自民党の石破幹事長は昨日、日本記者クラブでの記者会見において、特定秘密保護法に関して「報道機関が特定秘密を入手して公表した場合、処罰される可能性がある」との認識を示すとともに、「開示する行為は抑制が効いてしかるべきだ」と述べた。その後「報道しても罪には問われない」と発言を訂正したが、本日も特定秘密情報を報道機関が報じることに重ねて疑問を呈している。法案を強行に成立させた与党の幹部でさえ、罰則規定に関する厳格な認識を持ち合わせておらず、著しく理解を欠くことが明らかになった。
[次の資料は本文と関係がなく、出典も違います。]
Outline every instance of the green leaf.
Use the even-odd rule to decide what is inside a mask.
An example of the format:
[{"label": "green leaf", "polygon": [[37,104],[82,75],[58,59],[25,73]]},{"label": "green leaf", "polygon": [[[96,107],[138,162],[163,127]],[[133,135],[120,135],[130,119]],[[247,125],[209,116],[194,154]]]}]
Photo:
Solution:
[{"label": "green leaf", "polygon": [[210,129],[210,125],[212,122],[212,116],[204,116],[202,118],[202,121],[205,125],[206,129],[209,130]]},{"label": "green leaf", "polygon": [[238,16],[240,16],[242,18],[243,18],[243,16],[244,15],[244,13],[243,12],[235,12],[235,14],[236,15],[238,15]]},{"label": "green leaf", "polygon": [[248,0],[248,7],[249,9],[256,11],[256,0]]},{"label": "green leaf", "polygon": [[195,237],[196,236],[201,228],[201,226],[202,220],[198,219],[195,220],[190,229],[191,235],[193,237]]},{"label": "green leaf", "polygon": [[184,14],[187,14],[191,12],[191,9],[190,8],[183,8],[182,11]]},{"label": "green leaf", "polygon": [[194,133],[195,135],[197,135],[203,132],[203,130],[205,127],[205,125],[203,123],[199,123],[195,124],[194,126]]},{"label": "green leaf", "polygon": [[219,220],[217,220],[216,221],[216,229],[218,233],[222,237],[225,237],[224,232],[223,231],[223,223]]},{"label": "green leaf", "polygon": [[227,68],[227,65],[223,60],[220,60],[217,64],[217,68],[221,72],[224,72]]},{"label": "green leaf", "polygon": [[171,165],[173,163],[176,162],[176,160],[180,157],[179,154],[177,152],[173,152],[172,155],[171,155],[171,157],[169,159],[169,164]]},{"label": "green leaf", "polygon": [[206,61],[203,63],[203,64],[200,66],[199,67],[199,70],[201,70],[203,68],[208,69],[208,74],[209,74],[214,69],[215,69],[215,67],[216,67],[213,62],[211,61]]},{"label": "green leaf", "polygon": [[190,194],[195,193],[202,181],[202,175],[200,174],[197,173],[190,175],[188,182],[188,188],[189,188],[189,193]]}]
特定秘密保護法第22条では、報道・取材の自由への配慮を定めているものの、強制力のない努力目標にとどまるなど、法律の中味は空疎で恣意的判断の入る余地が大きいことが明白になっている。市民の民主的なデモ活動を「テロ」と断じた石破氏の今回の発言は、言論・報道・取材の自由と国民の「知る権利」を奪い、言論統制に導こうとする政府・与党の本音をさらに露呈させた。

社民党は、石破発言に対し断固抗議するとともに、今後もさまざまな国会審議の場を通じて法律の問題点を厳しく追及していく。また、幅広い市民との連携を一層強め反対世論の嵐を巻き起こして、特定秘密保護法の一日も早い廃止に向けて全力を挙げる決意である。